Professeur Dominique ROUSSEAU, « Toujours et encore ça ! »

Libération du 9 juin 2013

 

Plus jamais ça ! Chaque fois qu’une guerre se termine, tout le monde défile en scandant «Plus jamais ça». Et puis, il y a «ça» encore et partout comme aujourd’hui les armes chimiques en Syrie. Chaque fois qu’une catastrophe nucléaire inquiète les consciences, tout le monde défile en scandant «Plus jamais ça». Et puis, il y a «ça» encore et partout à Fukushima comme à Tchernobyl. Chaque fois que le Front National menace la démocratie, tout le monde défile en scandant «Plus jamais ça». Et puis, il y a «ça» encore et partout comme dans le Gard ou le Var.

Chaque fois qu’un assassinat politique est commis, tout le monde défile en scandant «Plus jamais ça». Et puis, il y a «ça» encore et partout comme le meurtre de Clément Méric. «Ça», c’est l’état de nature où l’homme est un loup pour l’homme écrivait Hobbes ; c’est le lieu primaire où s’expriment librement toutes les pulsions sans entraves, sans contraintes et sans freins ; c’est la violence sans nom. Demander «plus jamais ça», c’est donc demander aux hommes de transformer leur animalité en citoyenneté sociale ; c’est demander aux hommes de travailler à l’élaboration d’une pensée et de règles qui permettent le vivre-ensemble ; c’est demander aux hommes de mettre le nom d’homme sur chaque autre que lui. Travail de soi sur soi, travail d’une société sur elle-même, travail difficile et surtout jamais terminé. Il faut lire le livre de Jean Teulé, Mangez-le si vous voulez (Julliard, 2009) pour voir que la bête est toujours là, prête à faire exploser, en quelques heures seulement, l’humanité tranquille des gens ordinaires. L’état de nature n’est jamais loin sous l’état civil. D’où le rôle essentiel des clercs dans la vie de la Cité, de ceux qui ont pour métier de penser, de parler, d’écrire, de tous les passeurs d’un état à l’autre, aussi bien les journalistes que les avocats, les professeurs ou les politiques. Ils donnent les mots pour dire les choses de la vie. Car les mots ne sont pas seulement des signes ; ils sont aussi des significations, ils articulent une représentation des choses qui fait sens, ils portent une histoire qui fait produire en chacun des images, ils parlent en nous et nous font agir.
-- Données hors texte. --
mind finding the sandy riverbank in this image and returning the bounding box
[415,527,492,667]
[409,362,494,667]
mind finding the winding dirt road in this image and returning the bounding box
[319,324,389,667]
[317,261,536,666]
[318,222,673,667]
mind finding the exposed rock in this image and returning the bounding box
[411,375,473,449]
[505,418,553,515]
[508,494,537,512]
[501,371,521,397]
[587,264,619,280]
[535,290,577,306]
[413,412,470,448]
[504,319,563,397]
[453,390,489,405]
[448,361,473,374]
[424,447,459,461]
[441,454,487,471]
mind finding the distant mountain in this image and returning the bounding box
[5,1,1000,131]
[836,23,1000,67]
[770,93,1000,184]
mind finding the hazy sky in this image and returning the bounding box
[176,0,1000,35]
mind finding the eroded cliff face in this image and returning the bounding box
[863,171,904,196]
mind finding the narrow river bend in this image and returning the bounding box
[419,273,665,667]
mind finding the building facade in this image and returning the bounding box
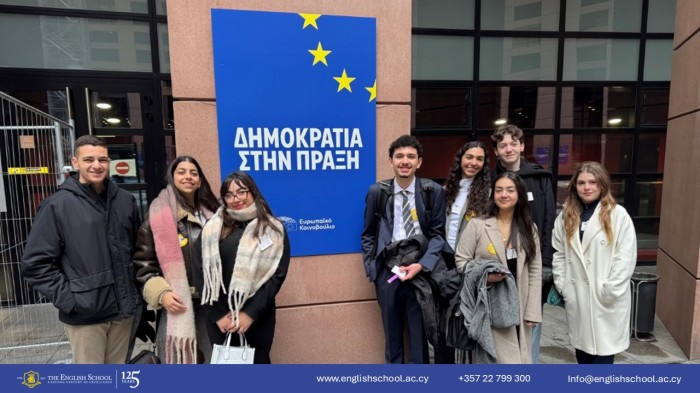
[2,0,697,361]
C’est pourquoi, il faut prêter une attention particulière à l’expression dont Nicolas Sarkozy s’est fait le héros : la «droite décomplexée». Expression a priori sympathique, cool, un brin libertaire et qui s’oppose à la «langue de bois» des ringards coincés à droite comme à gauche. Sauf que «décomplexée», ça veut dire, précisément, libérer le «ça», laisser libre court à tous les mots, tous les gestes, tous les comportements. Certains observateurs complimentent le Front national d’avoir policé son langage, d’avoir abandonné les mots du père pour ceux plus doux de la fille et de la nièce. Erreur ! Les mots du Front national ont gagné une partie de la droite ; la «droite décomplexée», c’est la lepénisation du langage politique qui vient après la lepénisation des esprits dénoncée en son temps par Robert Badinter.
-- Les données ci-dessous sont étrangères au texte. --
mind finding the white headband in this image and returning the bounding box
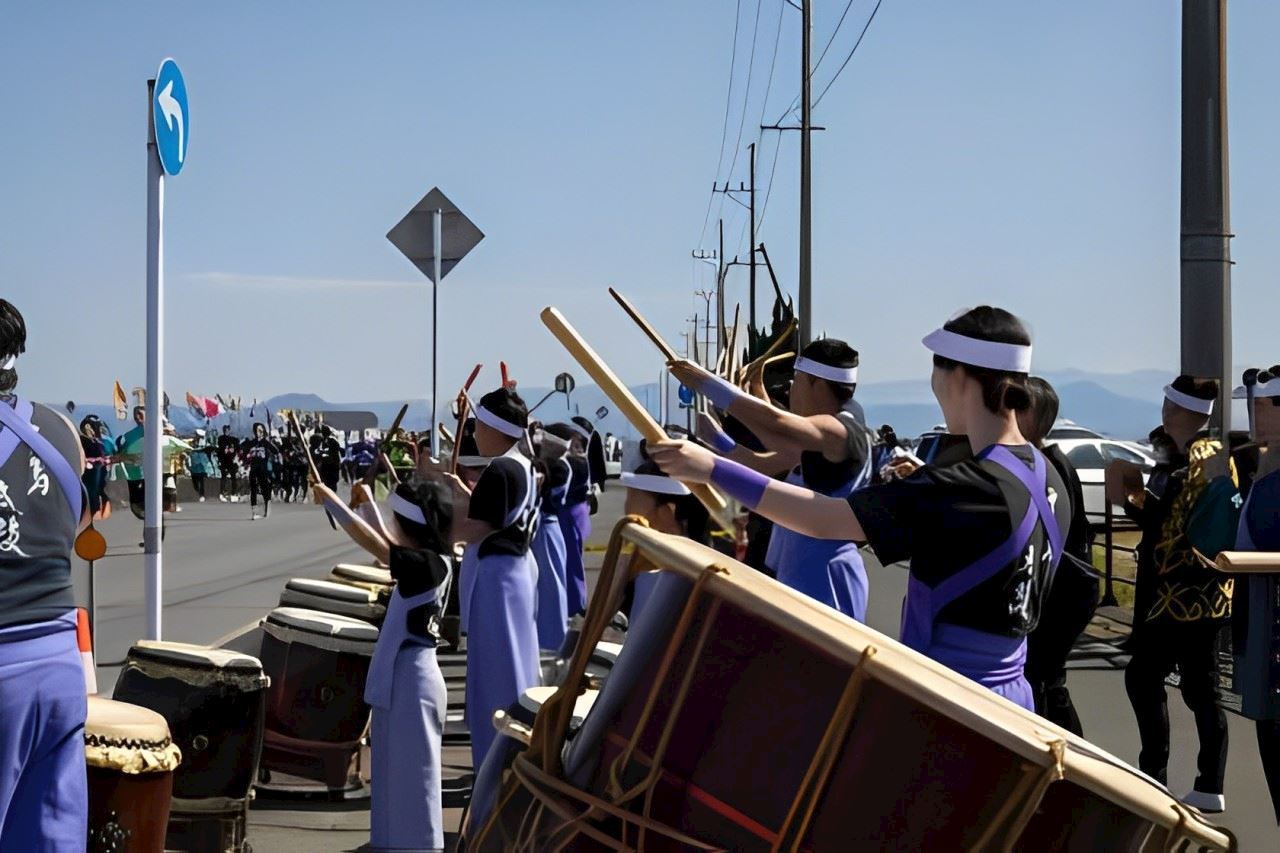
[794,356,858,385]
[921,328,1032,373]
[1233,377,1280,400]
[0,356,14,370]
[475,404,525,439]
[563,421,591,440]
[389,492,426,525]
[620,472,691,497]
[1163,384,1215,416]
Dans les récentes manifestations contre le mariage pour tous, ce ne sont pas les leaders de l’extrême droite qui ont tenu les propos les plus violents mais certains responsables de la droite appelant à la résistance contre la dictature présidentielle ou annonçant le sang qui allait couler dans les rues de France. Ce lâchage «décomplexé» de mots est encore plus dangereux lorsqu’il est le fait de personnalités de droite que d’extrême droite car il les respectabilise et crée un climat politique permissif à la violence verbale et physique. C’est pourquoi, il est important, dans le contexte actuel, que François Fillon affirme clairement que ce qui le sépare de Nicolas Sarkozy c’est la position à l’égard du FN : «Il combat le FN parce qu’il peut faire battre la droite, moi, parce qu’il est en dehors des limites du pacte républicain.»